That question is the logical end of a line of thinking that started a couple of years ago during a photo safari in South Africa. It came up again on a recent trip to Botswana. That led to some academic research and ultimately the question about the state of wildlife -- and humans -- in the world today.
|Wild giraffe in South Africa|
It all began as I rode around Kruger National Park with some other photographers with an observation that if we drove every mile of road in the park, we could see at best perhaps five percent of the total land area, and therefore only the animals in that five percent. We wondered if the animals in the other 95 percent behaved differently from the ones we could see. We stopped wondering when we stopped to photograph a family of giraffes browsing the trees near the road.
When the same conversation occurred two months ago in Botswana, I wondered if anyone had done any serious research around the question. Indeed, a few people have. One of them, Dr. Colin Beale, on the biology faculty at the University of York in England, was gracious enough to respond to an e-mail.
|A habituated lion|
Dr. Beale confirmed that research has shown that animals do "habituate" to human presence in places like Kruger Park. Deeper investigation has led to the idea that "not only ... animals in different parts of protected areas may well behave differently, but that the very same individual animal may well respond differently in different areas."
That suggests an even higher level of adaptation than I was not expecting.
As for the latter question, about predators and prey changing strategies to take advantage of human presence, I already knew the answer, at least as it
applies to marine animals. Scuba divers who go down on
tropical reefs at night are familiar with the phenomenon of tarpon and other
large predators swimming beside them, all but invisible in the dark, and then
streaking out to nab a grunt that the diver's light exposed before it could
find a hidey hole in the reef. That is clearly learned behavior, or, as the
biologists would put it, evidence of "habituation."

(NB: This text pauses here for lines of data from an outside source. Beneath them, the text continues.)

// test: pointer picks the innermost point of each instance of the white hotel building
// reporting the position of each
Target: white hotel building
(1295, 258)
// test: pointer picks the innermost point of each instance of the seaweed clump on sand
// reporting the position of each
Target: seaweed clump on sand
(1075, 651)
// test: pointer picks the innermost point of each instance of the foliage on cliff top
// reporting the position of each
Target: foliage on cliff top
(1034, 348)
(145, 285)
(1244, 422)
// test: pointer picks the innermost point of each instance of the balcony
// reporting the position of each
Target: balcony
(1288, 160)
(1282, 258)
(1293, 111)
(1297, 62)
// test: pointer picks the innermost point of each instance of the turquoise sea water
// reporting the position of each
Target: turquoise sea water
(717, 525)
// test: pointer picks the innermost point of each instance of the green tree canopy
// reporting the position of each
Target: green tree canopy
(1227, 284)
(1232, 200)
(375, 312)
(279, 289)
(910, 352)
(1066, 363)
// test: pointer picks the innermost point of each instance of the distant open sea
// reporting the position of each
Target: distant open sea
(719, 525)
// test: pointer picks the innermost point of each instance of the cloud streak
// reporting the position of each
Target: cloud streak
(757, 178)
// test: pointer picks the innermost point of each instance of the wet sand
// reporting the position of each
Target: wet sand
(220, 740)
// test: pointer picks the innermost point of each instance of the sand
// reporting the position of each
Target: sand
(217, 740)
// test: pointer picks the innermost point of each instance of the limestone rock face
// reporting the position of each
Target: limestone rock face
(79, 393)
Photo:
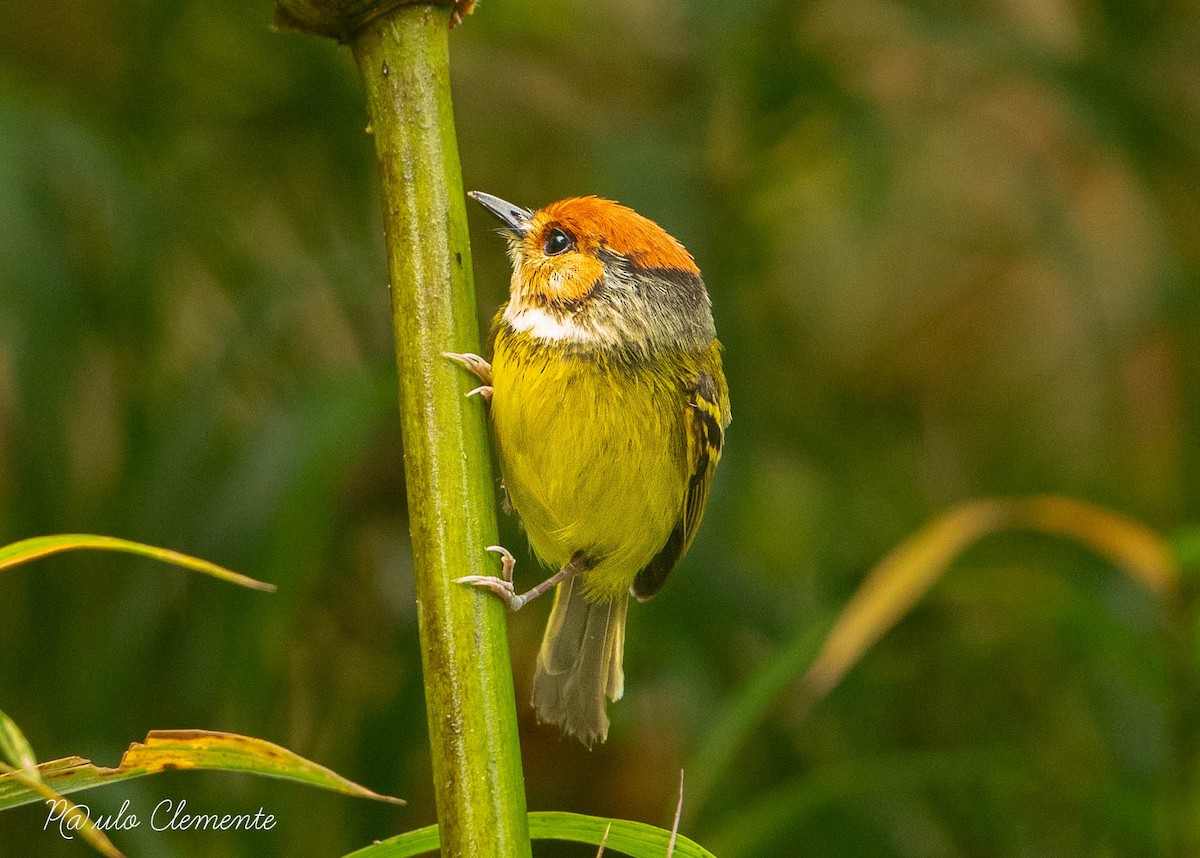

|Tarpon use divers' lights to help them hunt|
In Africa, we speculated about whether prey animals like impala go on high alert when they see a traffic jam of safari vehicles. Any safari client knows that such a traffic jam, or "lion jam," as Dr. Beale puts it, means there's been a predator sighting. Could the antelopes have learned that, too?
|Lion and impala|
"Animals aren't silly and will take what cover they can," Dr. Beale said. "I've never thought that prey might learn to associate cars with predators, though, so guess that might be less of a chance."
Okay, so maybe prey animals are not as smart as predators (by our measures, at least). Maybe that's why they are prey. But hunters in Virginia have long insisted that deer in the vicinity of Shenandoah National Park seem to know when hunting seasons begins, as they seem to migrate into the sanctuary of the park until hunting season ends.
|Do impala know that a traffic jam means lions are about?|
The next question, of course, is so what? Does it matter? Sure, humans have made impacts on the planet, many of them harmful. In recent years, some people have tried to reverse some of the damage (see my recent blogpost about the ongoing recovery of the once endangered wood stork and other wildlife).
Of course, when we try to restore the planet, we need to know what we're restoring it to. Do we want to re-create the world before humans invaded? Good luck with that. The bottom line is we have done damage and much of it is permanent. With climate change and air and water pollution, our reach extends even into areas beyond our reach. There is no wilderness any more, nothing untouched by man.
|Is he really wild?|
Human life depends upon wildlife and wild places. It's that simple. The health of this great ecosystem known as Planet Earth depends upon biodiversity. The addition of humans to this ecosystem should have enhanced biodiversity, but the opposite has happened. We have accelerated the rate of extinction beyond what the ecosystem can sustain. What we have not killed off we have "habituated." Or is that just another form of extinction?
We need wild animals. We need wild places. We need places we can not and do not touch. We need to protect the planet and its other inhabitants from us, for our own sakes.